Invité de franceinfo samedi, Jean-Christophe Picard, le président de l'association anticorruption Anticor, salue l'adoption de "quelques mesures emblématiques", mais "regrette qu'il n'y ait pas eu d'avancées supplémentaires obtenues par l'Assemblée" par rapport au texte initial du gouvernement, comme l'obligation de casier judiciaire vierge pour les élus.
Quelles sont les mesures les plus importantes, selon vous ?
Jean-Christophe Picard : Il y en a plusieurs : la suppression de la réserve parlementaire, la suppression des recrutements familiaux ou encore l'interdiction pour les lobbys de rémunérer les collaborateurs d'élus…. Voilà quelques mesures emblématiques.

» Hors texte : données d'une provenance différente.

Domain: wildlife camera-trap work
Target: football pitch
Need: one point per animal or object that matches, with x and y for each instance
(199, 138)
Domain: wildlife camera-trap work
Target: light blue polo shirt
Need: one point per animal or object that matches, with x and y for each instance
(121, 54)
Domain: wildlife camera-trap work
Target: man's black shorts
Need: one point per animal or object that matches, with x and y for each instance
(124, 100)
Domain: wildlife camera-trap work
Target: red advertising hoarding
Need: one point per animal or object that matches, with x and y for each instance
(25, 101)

Je remarque que c'est peu ou prou le texte proposé dès le départ par le gouvernement. On peut regretter qu'il n'y ait pas eu d'avancées supplémentaires obtenues par l'Assemblée. Le casier judiciaire vierge et l'encadrement des lobbys, par exemple, figuraient dans le programme du candidat Emmanuel Macron. On est déçus de ne pas voir ces dispositions dans la loi.
Le ministère de l'Economie va par ailleurs conserver le monopole des poursuites pénales en matière de fraude fiscale. Pourquoi est-ce une mauvaise chose ?
Normalement, dans le cadre d'une infraction, c'est le procureur qui peut poursuivre ou non. Pour ce qui est de la fraude fiscale, il doit demander l'autorisation au ministre du Budget. C'est une atteinte au principe de séparation des pouvoirs. Et cela pose surtout problème quand le ministre du Budget s'appelle Jérôme Cahuzac, ou lorsqu'il s'appelle Eric Woerth et que celui-ci est en même temps le trésorier du parti au pouvoir. Cela crée des conflits d'intérêts complètement colossaux. Et il faut savoir que le manque à gagner pour fraude fiscale en France, c'est 80 milliards d'euros par an.
Depuis jeudi, la ministre du Travail, Muriel Pénicaud, est montrée du doigt pour avoir réalisé une plus-value boursière de plus d'un million d'euros quand elle était chez Danone en tant que DRH, au moment d'un plan social. Est-ce que cela montre, selon vous, que le recours à la société civile ne règle pas tout ?
Déjà, j'étais étonné qu'on nomme Mme Pénicaud au gouvernement alors qu'elle était visée dans l'affaire du voyage d'Emmanuel Macron à Las Vegas [l'agence publique Business France, dont Muriel Pénicaud était directrice générale, est soupçonnée d'avoir enfreint la réglementation sur les marchés publics en ne faisant pas d'appel d'offres]. Je pense qu'on aurait dû faire attention. Et pour ce qui est de l'affaire Danone, il faut voir si tout est légal ou pas. Ce qui est sûr, c'est que cela fait partie des pratiques déplorables qui font que certains arrivent à s'enrichir sans rien faire.